2C.L.R. James et Florence Gauthier ont évoqué Robespierre et les problèmes coloniaux dans leurs relations avec le mouvement populaire. Pour le premier(9), Robespierre était un bourgeois, dépassé sur sa gauche, qui desservit la cause antiesclavagiste par son combat contre les Enragés et les Hébertistes. Pour la seconde –qui fait exception au groupe précité d’interprétations négatives de l’Incorruptible et de la question coloniale(10)– Robespierre symbolisa tout au contraire la défense du droit naturel dans toute son étendue, aussi bien à la Constituante en 1791 qu’à la Convention : en avril 1793 il inséra la dénonciation de l’esclavage dans son projet populaire d’économie politique. Des manipulations expliqueraient les propos de novembre 1793, notamment les dénonciations constantes de Sonthonax, Polverel et du diplomate Genêt par les colons blancs de Saint-Domingue présents à Paris.
3À la lecture de documents d’archives inédits nous devons renoncer à l’interprétation d’un groupe robespierriste hostile ou indifférent à l’abolition ou d’une exception géographique quelconque dans la volonté de liberté et d’égalité. Deux auteurs ont discuté des relations de Robespierre avec Danton : Georges Hardy, Michelet. Nous ne pouvons pas dire au contraire de ce que croyait le premier que Danton et Delacroix s’étaient désintéressés des questions d’émancipation coloniale, ni que Danton avait suivi Barnave en mai 1791. Michelet, est l’unique historien de la Révolution au xixesiècle à avoir évoqué –fût-ce de manière elliptique– le 16 pluviôse an II (4 février 1794) et ses suites, adresses et fêtes, quoi qu’on en ait dit par ailleurs. Mais il a souligné le rôle de Danton sans percevoir la continuité d’une action abolitionniste montagnarde après sa mort en avril 1794 jusqu’à la fin juillet 1794 en corrélation avec le mouvement populaire. Les formes complémentaires de l’action robespierriste se sont harmonisées dans les relations pouvoir/mouvement populaire, le second devançant parfois le premier, et méritent d’être analysées dans le sens vu par F.Gauthier mais au travers de documents inédits. Le récent travail de C.Wanquet fournit des témoignages étayant celui trouvé par Y.Bénot, relativement aux soutiens reçus par Grégoire le 4juin 1793 au sein de la Convention.

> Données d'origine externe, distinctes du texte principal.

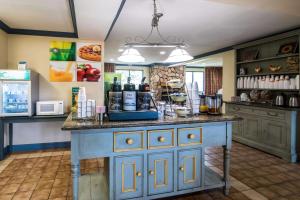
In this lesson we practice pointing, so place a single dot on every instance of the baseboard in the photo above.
(37, 146)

4À l’inverse, les multiples explications retenant soit les dérapages antibrissotins de l’automne 1793, soit les convictions esclavagistes, soit le nationalisme, soit la manipulation, soit le combat contre le mouvement populaire nous paraissent sinon fausses du moins simplificatrices. Des documents extraits des papiers de la commission Courtois, des archives des Comités de salut public, de sûreté générale ou des colonies montrent en fait que Robespierre se situait formellement ou tacitement dans l’action abolitionniste de l’anII dont les registres ou les décrets comptaient autant que les propos de 1791 (lesquels avaient leur importance) et les ont même radicalisés. La relation Desmoulins-Brissot-Robespierre de 1792 constitue une contre-preuve d’un dérapage alors étranger à Robespierre qui nous le verrons mais s’est davantage démenti en 1793 et 179411. Par ailleurs, Aimé Césaire a assez gravement déformé les propos de Barère et Dufaÿ qui, après Thermidor, n’ont pas osé attribuer à leur ancien collègue un passé esclavagiste. Mais nous ne partageons pas tout à fait l’interprétation des manipulations à propos de la phrase du 17 novembre 1793 considérant que dans le cadre des choix politiques de la Montagne, il y a bien eu déphasage robespierriste avec une partie du mouvement populaire après le 4 juin 1793 ; il y a aussi dans le mouvement lui-même, la désunion du groupe des libres de couleur, plus aussi unanimement antiesclavagiste qu’en juin 1793 comme il y a une certaine dislocation du groupe des colons blancs. Ces réalités brouilleront la vision des questions coloniales par Robespierre qu’il comprendra mieux après l’arrivée des trois députés de Saint-Domingue et le décret du 16 pluviôse an II(4 février 1794).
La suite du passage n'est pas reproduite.